SPRING_DATASOURCE_URL=jdbc:postgresql://localhost:5432/cosign
SPRING_DATASOURCE_USERNAME=cosign_user
SPRING_DATASOURCE_PASSWORD=secure_password
APP_JWT_SECRET=your-256-bit-secret-key-here
APP_JWT_EXPIRE=86400000
APP_ENCRYPTION_SECRET=16-char-secret!
APP_JWT_EXPIRE is in milliseconds (86400000 = 24 hours). APP_ENCRYPTION_SECRET must be exactly 16 characters for AES.

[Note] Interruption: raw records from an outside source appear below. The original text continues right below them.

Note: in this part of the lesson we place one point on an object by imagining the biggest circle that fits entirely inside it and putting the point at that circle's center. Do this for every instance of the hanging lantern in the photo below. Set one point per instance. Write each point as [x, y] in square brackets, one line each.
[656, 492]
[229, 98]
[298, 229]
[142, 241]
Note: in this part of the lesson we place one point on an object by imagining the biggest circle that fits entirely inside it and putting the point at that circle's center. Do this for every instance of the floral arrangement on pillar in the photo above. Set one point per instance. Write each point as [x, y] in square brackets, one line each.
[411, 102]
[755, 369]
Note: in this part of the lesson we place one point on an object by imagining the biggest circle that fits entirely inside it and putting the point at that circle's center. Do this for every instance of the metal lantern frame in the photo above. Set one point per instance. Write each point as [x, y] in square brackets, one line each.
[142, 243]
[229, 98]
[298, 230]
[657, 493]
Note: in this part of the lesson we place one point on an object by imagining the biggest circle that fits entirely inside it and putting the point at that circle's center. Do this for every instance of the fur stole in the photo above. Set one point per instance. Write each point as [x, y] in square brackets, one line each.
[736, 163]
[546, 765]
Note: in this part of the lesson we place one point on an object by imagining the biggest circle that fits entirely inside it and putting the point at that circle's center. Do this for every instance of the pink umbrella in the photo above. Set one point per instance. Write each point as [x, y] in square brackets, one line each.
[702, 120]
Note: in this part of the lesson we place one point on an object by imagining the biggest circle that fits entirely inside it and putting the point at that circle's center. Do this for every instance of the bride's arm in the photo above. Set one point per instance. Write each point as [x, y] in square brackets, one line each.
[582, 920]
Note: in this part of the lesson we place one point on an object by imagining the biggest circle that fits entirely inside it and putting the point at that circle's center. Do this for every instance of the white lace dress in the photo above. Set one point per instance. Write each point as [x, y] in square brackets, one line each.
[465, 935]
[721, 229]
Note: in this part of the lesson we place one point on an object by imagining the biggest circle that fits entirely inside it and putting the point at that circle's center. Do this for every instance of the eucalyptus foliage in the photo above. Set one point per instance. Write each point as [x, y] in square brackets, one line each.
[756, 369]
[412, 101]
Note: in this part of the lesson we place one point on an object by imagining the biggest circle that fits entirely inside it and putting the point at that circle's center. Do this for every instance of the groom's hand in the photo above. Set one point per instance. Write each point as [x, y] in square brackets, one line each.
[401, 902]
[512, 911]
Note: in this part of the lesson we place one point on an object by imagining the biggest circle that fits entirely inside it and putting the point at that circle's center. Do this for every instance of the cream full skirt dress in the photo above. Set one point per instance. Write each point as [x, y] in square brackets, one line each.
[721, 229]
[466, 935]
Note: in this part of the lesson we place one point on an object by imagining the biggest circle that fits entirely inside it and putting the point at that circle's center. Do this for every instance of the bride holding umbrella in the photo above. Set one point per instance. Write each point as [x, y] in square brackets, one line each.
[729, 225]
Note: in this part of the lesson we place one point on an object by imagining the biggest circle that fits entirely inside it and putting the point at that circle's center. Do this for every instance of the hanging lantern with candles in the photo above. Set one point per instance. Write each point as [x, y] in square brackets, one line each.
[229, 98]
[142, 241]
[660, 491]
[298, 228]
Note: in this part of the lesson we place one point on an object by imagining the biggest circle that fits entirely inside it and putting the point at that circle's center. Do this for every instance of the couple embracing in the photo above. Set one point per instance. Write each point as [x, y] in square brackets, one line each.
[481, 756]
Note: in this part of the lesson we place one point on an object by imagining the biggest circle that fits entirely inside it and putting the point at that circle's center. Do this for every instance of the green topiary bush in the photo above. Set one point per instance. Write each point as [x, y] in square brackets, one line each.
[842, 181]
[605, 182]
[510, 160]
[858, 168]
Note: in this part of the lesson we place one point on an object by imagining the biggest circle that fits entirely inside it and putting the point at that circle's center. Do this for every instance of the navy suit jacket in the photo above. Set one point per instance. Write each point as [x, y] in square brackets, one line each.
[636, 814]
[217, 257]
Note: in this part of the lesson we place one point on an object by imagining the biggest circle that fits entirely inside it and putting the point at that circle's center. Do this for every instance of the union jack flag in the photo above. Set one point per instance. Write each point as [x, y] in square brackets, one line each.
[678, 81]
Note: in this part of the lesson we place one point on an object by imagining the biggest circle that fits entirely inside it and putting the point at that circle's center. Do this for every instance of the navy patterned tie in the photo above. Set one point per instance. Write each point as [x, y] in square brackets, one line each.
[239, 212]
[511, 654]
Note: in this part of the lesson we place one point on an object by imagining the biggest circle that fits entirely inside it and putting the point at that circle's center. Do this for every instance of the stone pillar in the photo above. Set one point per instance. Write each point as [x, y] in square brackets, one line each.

APP_FRONTEND_URL=https://cosign-nwwl.onrender.com
RESEND_API_KEY=re_xxxxx
AWS_ACCESS_KEY_ID=AKIAIOSFODNN7EXAMPLE
AWS_SECRET_ACCESS_KEY=wJalrXUtnFEMI/...
AWS_REGION=us-east-1
AWS_S3_BUCKET=cosign-uploads
APP_FRONTEND_URL is used in email links. The AWS credentials need S3 read/write permissions on the specified bucket.
This project is available under the MIT License. See the LICENSE file for details.